Swan, Franz und ihre Freunde betrachten das Treiben in der Klinik allerdings skeptisch. Irgendetwas stimmt hier nicht. Dann wird auch noch Franz von der verführerischen Coppelia, einem künstlichen Geschöpf mit blonder Turmfrisur und schmaler Taille, mit einem Elixier betäubt. Willenlos folgt er ihr in die Klinik. Was führt dieser Doktor Coppelius im Schilde? Swan bleibt nichts anderes übrig, als mit ihren Freunden in die Klinik einzudringen.

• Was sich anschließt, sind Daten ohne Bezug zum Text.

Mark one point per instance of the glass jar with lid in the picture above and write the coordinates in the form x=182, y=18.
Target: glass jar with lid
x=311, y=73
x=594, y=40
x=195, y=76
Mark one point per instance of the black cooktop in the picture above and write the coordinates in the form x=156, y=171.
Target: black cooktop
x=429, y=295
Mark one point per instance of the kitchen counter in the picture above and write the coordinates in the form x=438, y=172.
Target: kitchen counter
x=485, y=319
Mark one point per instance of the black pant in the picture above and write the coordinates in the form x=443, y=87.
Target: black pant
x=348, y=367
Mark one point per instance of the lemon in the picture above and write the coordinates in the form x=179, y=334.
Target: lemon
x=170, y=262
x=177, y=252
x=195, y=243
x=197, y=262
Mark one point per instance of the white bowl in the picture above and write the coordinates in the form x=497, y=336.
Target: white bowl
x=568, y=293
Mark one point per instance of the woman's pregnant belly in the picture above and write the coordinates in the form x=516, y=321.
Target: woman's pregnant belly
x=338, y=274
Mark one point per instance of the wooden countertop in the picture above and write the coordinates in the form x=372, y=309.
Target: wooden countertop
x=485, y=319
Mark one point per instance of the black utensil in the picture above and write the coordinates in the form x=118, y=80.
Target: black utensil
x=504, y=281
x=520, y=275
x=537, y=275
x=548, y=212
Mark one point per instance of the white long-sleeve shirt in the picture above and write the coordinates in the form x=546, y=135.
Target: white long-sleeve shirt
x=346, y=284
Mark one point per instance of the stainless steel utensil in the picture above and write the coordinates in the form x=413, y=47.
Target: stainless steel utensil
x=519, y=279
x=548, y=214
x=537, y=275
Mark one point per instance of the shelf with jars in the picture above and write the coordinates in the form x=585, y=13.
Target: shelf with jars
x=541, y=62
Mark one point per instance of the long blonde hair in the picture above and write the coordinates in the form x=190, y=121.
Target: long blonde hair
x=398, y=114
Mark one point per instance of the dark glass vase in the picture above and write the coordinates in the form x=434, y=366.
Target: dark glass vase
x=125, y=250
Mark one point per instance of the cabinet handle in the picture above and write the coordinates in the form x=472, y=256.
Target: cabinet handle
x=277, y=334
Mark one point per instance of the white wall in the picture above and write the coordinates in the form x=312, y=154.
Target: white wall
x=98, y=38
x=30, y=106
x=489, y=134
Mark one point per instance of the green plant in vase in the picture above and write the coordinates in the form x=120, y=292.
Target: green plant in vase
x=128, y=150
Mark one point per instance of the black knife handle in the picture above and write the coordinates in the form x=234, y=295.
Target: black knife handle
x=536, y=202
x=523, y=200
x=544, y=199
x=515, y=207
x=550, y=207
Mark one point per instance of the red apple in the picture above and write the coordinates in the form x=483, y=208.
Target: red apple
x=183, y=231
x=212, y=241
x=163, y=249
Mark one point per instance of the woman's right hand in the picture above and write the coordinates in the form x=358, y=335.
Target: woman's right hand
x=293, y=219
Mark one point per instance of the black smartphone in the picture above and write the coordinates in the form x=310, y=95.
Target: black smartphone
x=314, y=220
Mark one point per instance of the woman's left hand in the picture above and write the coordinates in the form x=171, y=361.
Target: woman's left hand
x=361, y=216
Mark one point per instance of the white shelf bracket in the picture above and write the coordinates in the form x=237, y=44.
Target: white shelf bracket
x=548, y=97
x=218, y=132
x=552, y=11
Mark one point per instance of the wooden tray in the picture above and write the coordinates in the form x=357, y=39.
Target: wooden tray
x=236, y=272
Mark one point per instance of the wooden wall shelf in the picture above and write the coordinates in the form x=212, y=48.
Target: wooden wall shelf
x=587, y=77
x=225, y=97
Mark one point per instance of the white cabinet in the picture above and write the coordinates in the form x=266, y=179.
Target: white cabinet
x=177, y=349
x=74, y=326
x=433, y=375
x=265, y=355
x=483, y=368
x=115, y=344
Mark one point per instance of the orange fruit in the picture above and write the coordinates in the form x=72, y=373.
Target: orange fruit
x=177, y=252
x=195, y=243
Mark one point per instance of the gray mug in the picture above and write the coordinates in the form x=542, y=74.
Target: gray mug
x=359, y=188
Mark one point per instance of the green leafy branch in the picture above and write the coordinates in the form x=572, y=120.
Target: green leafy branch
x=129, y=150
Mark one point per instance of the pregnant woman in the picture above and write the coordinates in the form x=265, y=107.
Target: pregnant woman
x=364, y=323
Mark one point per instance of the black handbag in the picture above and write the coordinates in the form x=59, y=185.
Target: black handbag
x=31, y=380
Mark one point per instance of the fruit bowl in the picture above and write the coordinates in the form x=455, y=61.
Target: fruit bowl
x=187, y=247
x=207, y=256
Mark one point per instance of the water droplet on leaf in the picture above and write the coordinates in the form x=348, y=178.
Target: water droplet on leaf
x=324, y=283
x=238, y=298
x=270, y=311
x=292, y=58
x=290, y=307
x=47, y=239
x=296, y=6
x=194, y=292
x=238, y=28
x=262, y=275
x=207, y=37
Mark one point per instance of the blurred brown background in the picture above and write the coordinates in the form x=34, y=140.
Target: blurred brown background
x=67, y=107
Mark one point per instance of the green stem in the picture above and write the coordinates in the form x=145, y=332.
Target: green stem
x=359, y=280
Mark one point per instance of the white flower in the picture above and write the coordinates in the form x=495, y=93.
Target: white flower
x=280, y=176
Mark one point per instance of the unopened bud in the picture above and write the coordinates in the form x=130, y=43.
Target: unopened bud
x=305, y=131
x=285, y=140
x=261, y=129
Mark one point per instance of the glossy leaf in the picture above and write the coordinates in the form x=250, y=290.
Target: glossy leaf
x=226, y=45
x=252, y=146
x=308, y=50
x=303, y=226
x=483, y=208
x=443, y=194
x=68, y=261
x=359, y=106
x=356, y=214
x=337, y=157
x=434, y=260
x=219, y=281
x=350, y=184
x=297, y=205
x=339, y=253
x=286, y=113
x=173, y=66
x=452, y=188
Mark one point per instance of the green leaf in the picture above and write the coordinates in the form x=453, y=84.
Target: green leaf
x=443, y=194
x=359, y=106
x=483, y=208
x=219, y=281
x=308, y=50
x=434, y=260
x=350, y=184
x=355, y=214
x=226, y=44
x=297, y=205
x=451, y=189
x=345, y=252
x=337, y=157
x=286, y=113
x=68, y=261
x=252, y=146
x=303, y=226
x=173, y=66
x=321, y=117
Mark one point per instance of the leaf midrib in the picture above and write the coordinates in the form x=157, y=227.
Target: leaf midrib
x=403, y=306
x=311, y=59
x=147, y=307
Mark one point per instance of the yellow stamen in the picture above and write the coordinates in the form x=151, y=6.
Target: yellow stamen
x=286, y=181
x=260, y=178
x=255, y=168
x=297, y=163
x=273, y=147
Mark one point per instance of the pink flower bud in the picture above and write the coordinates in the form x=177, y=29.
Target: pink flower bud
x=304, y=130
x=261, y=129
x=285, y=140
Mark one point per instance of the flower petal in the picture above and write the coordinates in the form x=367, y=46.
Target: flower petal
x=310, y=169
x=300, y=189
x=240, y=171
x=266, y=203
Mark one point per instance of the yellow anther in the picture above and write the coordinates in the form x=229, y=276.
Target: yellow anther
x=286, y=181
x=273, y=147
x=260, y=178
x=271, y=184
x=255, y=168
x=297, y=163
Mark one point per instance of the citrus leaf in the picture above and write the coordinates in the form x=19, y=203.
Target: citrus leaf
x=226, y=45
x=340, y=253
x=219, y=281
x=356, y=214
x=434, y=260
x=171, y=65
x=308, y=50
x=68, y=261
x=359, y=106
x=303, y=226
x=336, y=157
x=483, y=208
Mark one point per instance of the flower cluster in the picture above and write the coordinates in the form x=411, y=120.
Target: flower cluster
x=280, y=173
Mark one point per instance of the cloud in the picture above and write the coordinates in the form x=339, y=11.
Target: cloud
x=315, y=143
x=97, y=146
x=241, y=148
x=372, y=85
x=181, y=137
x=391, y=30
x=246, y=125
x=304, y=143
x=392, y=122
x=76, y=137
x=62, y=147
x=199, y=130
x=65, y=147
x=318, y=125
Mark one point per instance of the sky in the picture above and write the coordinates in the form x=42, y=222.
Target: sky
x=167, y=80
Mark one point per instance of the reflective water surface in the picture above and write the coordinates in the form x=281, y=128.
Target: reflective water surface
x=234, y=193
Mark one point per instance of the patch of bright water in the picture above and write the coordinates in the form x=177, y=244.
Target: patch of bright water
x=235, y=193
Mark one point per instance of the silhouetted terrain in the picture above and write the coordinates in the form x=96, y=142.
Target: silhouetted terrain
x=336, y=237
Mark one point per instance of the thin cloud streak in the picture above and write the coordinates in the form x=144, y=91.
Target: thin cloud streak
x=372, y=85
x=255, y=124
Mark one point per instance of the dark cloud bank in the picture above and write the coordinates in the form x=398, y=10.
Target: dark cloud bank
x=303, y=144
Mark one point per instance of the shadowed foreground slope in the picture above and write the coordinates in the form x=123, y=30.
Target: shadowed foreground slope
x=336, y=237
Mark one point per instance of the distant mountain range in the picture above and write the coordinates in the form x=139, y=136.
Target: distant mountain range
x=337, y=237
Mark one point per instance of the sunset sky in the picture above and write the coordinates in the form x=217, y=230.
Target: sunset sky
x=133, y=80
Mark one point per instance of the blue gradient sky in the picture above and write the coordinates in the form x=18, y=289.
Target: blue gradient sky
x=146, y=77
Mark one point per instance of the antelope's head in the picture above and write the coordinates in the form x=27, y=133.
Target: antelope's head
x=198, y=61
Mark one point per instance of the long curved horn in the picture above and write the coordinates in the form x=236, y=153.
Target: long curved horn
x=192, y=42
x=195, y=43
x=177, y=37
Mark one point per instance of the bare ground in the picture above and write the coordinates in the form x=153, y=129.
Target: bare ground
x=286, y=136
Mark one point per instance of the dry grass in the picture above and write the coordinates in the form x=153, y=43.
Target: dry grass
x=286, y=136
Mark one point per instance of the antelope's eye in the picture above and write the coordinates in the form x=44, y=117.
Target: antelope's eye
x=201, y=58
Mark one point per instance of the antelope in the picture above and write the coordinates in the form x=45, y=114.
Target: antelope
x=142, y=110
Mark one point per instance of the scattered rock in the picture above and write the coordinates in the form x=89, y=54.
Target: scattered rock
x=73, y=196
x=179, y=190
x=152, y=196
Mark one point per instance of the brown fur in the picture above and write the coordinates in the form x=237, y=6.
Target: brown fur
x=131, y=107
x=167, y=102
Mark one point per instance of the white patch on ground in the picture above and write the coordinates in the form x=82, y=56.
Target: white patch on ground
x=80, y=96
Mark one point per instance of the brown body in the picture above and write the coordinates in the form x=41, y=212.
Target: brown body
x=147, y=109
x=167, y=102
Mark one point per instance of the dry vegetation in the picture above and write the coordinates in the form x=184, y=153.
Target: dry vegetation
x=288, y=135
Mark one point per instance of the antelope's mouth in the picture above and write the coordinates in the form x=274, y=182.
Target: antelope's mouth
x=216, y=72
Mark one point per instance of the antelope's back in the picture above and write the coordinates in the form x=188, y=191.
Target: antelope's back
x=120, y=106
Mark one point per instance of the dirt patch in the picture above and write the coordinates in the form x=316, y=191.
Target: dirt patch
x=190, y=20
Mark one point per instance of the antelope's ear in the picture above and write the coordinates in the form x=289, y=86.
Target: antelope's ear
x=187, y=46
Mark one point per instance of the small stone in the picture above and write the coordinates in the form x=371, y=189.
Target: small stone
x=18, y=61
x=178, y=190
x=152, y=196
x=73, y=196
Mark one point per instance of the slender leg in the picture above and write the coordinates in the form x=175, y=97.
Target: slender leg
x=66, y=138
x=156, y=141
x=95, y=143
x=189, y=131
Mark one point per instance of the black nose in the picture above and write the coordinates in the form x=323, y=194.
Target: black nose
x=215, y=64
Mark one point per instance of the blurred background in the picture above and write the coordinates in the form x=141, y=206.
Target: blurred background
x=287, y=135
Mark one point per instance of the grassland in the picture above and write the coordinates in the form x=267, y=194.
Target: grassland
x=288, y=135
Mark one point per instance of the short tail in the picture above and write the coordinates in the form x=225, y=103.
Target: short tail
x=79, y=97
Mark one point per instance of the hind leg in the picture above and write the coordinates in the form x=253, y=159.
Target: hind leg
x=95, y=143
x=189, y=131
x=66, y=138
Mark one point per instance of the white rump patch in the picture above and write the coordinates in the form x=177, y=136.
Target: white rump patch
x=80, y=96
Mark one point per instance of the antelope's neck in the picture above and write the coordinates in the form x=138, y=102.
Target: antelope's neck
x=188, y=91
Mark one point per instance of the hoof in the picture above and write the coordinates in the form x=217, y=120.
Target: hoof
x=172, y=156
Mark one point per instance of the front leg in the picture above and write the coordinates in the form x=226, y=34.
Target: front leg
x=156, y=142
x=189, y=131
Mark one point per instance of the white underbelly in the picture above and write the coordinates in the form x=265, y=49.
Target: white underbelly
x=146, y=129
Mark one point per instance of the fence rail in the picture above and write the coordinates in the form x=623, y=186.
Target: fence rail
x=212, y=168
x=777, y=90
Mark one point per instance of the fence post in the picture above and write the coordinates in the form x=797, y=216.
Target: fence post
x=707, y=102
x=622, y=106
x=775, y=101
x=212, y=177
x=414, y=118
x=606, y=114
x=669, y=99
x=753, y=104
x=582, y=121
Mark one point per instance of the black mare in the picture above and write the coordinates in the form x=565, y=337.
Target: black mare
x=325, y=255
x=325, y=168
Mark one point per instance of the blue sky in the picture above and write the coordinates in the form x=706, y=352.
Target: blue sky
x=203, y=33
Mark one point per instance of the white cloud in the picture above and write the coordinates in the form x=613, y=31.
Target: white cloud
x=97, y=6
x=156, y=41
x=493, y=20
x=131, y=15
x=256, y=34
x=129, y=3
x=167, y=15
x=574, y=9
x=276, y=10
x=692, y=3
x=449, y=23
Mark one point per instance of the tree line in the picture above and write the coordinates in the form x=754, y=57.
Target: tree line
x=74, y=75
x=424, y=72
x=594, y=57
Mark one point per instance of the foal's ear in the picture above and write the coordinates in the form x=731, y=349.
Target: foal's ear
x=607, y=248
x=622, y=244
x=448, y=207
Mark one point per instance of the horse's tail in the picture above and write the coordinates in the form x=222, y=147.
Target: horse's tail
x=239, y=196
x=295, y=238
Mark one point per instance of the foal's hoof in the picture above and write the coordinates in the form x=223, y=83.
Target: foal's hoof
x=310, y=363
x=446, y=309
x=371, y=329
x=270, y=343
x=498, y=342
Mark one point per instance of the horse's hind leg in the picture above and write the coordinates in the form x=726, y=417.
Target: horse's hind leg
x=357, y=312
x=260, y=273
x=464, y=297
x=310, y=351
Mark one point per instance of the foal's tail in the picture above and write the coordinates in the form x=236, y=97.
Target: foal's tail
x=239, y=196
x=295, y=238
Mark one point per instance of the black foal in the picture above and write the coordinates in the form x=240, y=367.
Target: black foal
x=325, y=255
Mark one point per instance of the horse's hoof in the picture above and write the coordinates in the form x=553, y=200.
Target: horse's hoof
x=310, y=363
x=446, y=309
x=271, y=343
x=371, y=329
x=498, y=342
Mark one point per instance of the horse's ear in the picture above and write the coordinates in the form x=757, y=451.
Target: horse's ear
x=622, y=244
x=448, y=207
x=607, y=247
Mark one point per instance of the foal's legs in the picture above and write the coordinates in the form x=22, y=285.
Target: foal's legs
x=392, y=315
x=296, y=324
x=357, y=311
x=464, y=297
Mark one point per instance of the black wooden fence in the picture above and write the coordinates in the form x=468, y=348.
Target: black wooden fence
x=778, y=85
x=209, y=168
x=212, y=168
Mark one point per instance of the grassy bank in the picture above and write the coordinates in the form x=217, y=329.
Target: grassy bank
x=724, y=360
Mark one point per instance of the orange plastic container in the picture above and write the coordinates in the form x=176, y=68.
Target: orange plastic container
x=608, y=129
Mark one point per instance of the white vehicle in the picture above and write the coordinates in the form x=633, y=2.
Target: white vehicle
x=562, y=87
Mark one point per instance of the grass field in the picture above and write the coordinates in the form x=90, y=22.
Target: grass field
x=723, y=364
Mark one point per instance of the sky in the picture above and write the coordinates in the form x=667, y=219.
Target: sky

„Coppelia“ erzählt seine Geschichte ohne Dialoge, nur durch Tanz und Musik. Die Choreografie von Ted Brandsen ist bezaubernd, die Kamera von Tristan Oliver folgt den Tänzern leichtfüßig und schwebend. Vor allem Michaela DePrince vom Niederländischen Nationalballett weiß als Swan mit ihrem Charme und ihrer Freundlichkeit zu überzeugen. Sie ist so etwas wie das Zentrum des Films, die starke Heldin; vieles sieht man aus ihrer Sicht, sie beobachtet, wie sich die Stadt verändert, aber auch die Menschen, von der Bürgermeisterin über ihre Mutter bis hin zum Bäcker.

Sich selbst treu bleiben

Swan ist die einzige Figur, die sich ihrer Stärke und Menschlichkeit bewusst ist und darum gegen Coppelius auflehnen kann. Denn das ist die unaufdringliche Botschaft: seine inneren Werte zu entdecken, sich selbst treu zu bleiben und sich nicht von äußerer Schönheit blenden zu lassen.

Eingebettet ist diese Geschichte in eine aufregend anzuschauende virtuelle Bilderwelt; besonders der Kontrast zwischen lebendigem Stadtleben und düsterer Klinik überzeugt. Die satten Farben sind perfekt aufeinander abgestimmt, die Verbindung von real gefilmten Tänzern (die in Ganzkörper-Anzügen vor einem „Green Screen“ agieren mussten) und computeranimierten Sets ist gelungen. Eine Episode aus Kurosawas „Träume“ oder der viel jüngere Film „Loving Vincent“, in dem die Figuren durch die Ölgemälde van Goghs wanderten, bieten sich als Vergleiche an. Allerdings gibt es einen großen Wermutstropfen, und das ist die seichte, monotone Musik von Maurizio Malagnini, der zwar einen eigenständigen Score komponiert hat, dabei aber gefällige Motive endlos wiederholt und deshalb an der Oberfläche bleibt. Von Léo Delibes, diesem großen Komponisten, ist keine Rede mehr.